Comparative analysis of shot and laser shock peening in AA7075 aluminium alloy

Abstract

Shot Peening (SP) is a widely used technique to improve the mechanical properties of metallic surfaces in the industry and is one of the most effective techniques of inducing residual compressive stresses into metal surfaces to enhance their fatigue performance. The SP processing is inexpensive. It has been used in different applications; however, the process has its limitations. The laser shock peening (LSP) process has been successfully used to introduce residual compressive stresses in metals. This process is an alternative surface processing technology to the SP. It has been used for medical implants, in nuclear power reactors, aircraft panel forming, and treatment of aircraft engine components.

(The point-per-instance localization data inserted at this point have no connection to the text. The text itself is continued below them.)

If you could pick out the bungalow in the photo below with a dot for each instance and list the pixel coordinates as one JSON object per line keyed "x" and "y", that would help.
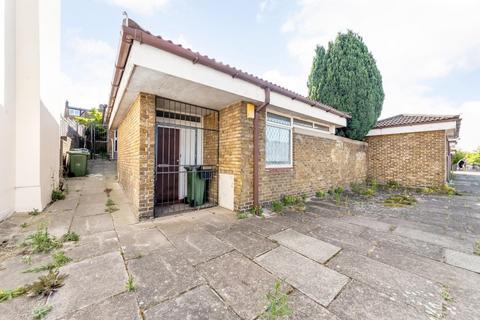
{"x": 413, "y": 149}
{"x": 192, "y": 132}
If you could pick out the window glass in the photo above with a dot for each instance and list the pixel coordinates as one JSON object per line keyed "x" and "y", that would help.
{"x": 275, "y": 118}
{"x": 302, "y": 123}
{"x": 278, "y": 145}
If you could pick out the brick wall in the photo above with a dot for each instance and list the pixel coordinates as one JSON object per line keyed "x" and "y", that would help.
{"x": 136, "y": 154}
{"x": 412, "y": 159}
{"x": 319, "y": 162}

Whilst the SP and the LSP create residual stresses of similar magnitude, the LSP was found to induce residual stresses with greater depth into the metallic material. These residual stresses reached up to five times deeper and produced a uniform peening effect across the surface of the material compared to the SP making the LSP more appealing to the aviation industry. This research was limited to residual stress, surface roughness, microstructure, and microhardness measurements on the SP and LSP-treated AA7075-T651 conventional aeronautical aluminium alloy. The incremental hole drilling technique was mostly used to analyse compressive residual stresses in the treated material and complimentary measurements on the surface were performed using the X-Ray Diffraction method. It was found that the SP and the LSP processes produced compressive residual stresses (RS) in AA7075-T651. Compressive RS were found to be deeper in the LSP compared to those produced through SP. The surface roughness was higher in SP-treated samples compared to the LSP-treated samples. There were no appreciable changes to the microstructure of peened samples in both conditions. Both the SP and the LSP resulted in hardened regions within the surface layer of the AA7075-T651; with LSP generating higher microhardness in comparison to SP.